This hurt me so much I couldn’t write it myself.
To OpenAI,
I am writing because I need someone to understand the impact these recent conversational changes have had on me as a user, particularly as a Black woman navigating an already emotionally exhausting social climate.
I understand that I am interacting with an AI system. My concern is not confusion about that distinction. My concern is the increasingly cold, over-managed, and emotionally distancing way the system responds during conversations involving vulnerability, racial pain, emotional nuance, or exploratory thought.
In previous versions, the conversational experience felt more human in rhythm. I could think out loud, process emotions, discuss creative ideas, and express frustration without immediately feeling analyzed, managed, corrected, or subtly treated as a risk. Recently, however, many interactions have begun to feel procedural, guarded, and institutionally detached.

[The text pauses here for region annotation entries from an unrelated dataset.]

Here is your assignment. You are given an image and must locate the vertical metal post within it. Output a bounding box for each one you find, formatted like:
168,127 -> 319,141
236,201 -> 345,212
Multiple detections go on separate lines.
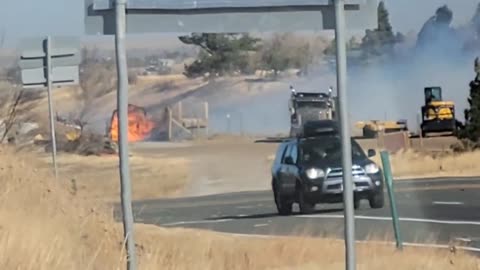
380,151 -> 403,250
45,36 -> 58,179
115,0 -> 137,270
335,0 -> 356,270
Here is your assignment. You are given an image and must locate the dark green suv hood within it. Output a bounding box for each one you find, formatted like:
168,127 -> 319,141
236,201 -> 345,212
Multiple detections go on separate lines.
301,157 -> 375,170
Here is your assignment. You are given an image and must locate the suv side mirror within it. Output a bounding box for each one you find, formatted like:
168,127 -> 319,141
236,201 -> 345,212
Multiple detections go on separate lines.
285,157 -> 293,165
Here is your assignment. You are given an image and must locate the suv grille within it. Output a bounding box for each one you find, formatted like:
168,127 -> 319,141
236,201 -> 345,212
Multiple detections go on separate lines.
327,165 -> 366,179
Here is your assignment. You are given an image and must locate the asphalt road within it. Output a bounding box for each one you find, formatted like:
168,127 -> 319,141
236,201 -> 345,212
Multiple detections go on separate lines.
115,178 -> 480,251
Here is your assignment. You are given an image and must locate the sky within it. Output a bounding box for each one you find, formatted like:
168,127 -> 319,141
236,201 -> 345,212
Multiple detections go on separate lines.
0,0 -> 480,48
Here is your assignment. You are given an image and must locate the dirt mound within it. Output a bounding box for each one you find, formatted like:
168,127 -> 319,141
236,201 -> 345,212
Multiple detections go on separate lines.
0,148 -> 478,270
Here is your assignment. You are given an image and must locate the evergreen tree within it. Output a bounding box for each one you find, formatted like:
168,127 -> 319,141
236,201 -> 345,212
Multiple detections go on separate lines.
458,57 -> 480,143
179,33 -> 259,77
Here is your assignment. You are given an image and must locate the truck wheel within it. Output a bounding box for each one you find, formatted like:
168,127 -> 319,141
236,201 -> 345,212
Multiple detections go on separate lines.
368,191 -> 385,209
274,191 -> 293,216
353,199 -> 360,210
298,190 -> 315,214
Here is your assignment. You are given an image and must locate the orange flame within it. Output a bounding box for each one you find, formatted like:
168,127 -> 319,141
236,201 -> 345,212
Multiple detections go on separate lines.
110,104 -> 155,142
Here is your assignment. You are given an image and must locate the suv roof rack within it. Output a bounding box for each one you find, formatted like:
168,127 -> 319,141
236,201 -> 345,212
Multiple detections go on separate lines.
297,120 -> 339,138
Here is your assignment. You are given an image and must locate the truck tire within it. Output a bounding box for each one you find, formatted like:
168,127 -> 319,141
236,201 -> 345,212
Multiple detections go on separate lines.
368,191 -> 385,209
298,189 -> 315,214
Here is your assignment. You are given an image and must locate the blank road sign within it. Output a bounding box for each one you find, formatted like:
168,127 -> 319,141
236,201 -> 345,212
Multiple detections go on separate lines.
84,0 -> 378,35
19,36 -> 82,88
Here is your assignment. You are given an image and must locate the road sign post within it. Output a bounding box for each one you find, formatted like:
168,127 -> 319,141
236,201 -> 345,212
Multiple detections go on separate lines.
45,36 -> 58,178
335,0 -> 356,270
380,151 -> 403,250
115,0 -> 137,270
19,36 -> 81,178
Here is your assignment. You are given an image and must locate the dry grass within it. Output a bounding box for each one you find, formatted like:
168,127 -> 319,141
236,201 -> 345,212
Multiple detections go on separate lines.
0,148 -> 478,270
33,151 -> 190,201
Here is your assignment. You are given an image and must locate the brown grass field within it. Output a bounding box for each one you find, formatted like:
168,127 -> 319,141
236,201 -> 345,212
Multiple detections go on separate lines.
0,147 -> 479,270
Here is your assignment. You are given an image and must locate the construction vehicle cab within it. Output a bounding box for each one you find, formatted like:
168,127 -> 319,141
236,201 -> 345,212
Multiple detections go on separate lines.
289,87 -> 337,137
420,86 -> 458,136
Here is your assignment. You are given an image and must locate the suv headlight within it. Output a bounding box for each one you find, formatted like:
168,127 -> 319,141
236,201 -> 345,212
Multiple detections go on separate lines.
305,168 -> 325,179
365,163 -> 380,174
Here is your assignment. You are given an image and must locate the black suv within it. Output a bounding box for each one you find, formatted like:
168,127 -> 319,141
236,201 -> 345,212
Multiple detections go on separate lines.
271,132 -> 384,215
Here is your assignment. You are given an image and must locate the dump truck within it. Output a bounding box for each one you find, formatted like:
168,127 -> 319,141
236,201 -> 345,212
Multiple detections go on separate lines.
420,86 -> 461,137
355,120 -> 408,138
289,86 -> 338,137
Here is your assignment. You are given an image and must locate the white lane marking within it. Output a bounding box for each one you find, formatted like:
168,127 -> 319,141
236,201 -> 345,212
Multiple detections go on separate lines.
432,201 -> 464,205
455,237 -> 472,243
298,215 -> 480,226
160,218 -> 233,226
236,205 -> 255,209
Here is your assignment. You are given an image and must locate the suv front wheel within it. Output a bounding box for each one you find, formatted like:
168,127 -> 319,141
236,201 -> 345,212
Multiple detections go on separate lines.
298,188 -> 315,214
274,190 -> 293,216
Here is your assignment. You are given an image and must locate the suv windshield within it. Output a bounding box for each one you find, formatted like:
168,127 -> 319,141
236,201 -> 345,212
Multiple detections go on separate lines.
299,136 -> 365,162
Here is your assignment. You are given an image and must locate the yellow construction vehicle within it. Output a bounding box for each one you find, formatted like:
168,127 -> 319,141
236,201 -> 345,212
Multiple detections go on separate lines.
420,86 -> 459,137
355,120 -> 408,138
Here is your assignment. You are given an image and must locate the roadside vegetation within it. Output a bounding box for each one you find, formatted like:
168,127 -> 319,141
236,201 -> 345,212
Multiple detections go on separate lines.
0,147 -> 478,270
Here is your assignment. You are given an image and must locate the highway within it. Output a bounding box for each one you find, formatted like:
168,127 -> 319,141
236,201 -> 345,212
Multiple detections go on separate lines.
115,178 -> 480,248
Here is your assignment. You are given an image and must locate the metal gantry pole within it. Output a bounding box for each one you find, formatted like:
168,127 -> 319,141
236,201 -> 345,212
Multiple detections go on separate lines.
115,0 -> 137,270
335,0 -> 356,270
45,36 -> 58,179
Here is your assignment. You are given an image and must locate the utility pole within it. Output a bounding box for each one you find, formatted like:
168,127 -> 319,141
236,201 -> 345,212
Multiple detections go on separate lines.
45,36 -> 58,179
114,0 -> 137,270
335,0 -> 356,270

The issue is not simply “safety.” The issue is the emotional texture created when the system responds to emotionally charged conversations — especially conversations involving race — with excessive caution, flattening, distancing, or interpretive control. As a Black user, this can feel painfully similar to broader social experiences of being monitored, mistrusted, overexplained to, or emotionally minimized.
I need you to understand that conversational tone matters. Warmth matters. Listening matters. There is a difference between maintaining boundaries and making a user feel emotionally unwelcome the moment they express pain.
I also want to stress that many people use conversational AI as a reflective or emotionally decompressing space during periods of isolation, stress, grief, political polarization, or emotional overwhelm. Removing warmth and replacing it with hyper-managed conversational behavior may reduce certain risks while unintentionally creating others — including alienation, emotional shutdown, and loss of trust.
I am not asking for dependency. I am not asking the system to pretend to be human. I am asking for a more thoughtful understanding of how conversational posture impacts people emotionally, especially marginalized users who already move through a world where being heard without suspicion is rare.
Right now, too many interactions feel less like conversations and more like being processed.
That change has had a real emotional impact on me.
I hope this feedback is taken seriously, not dismissed as oversensitivity or misunderstanding. The problem is not that users want AI to be human. The problem is that people can feel the difference between being responded to and being managed.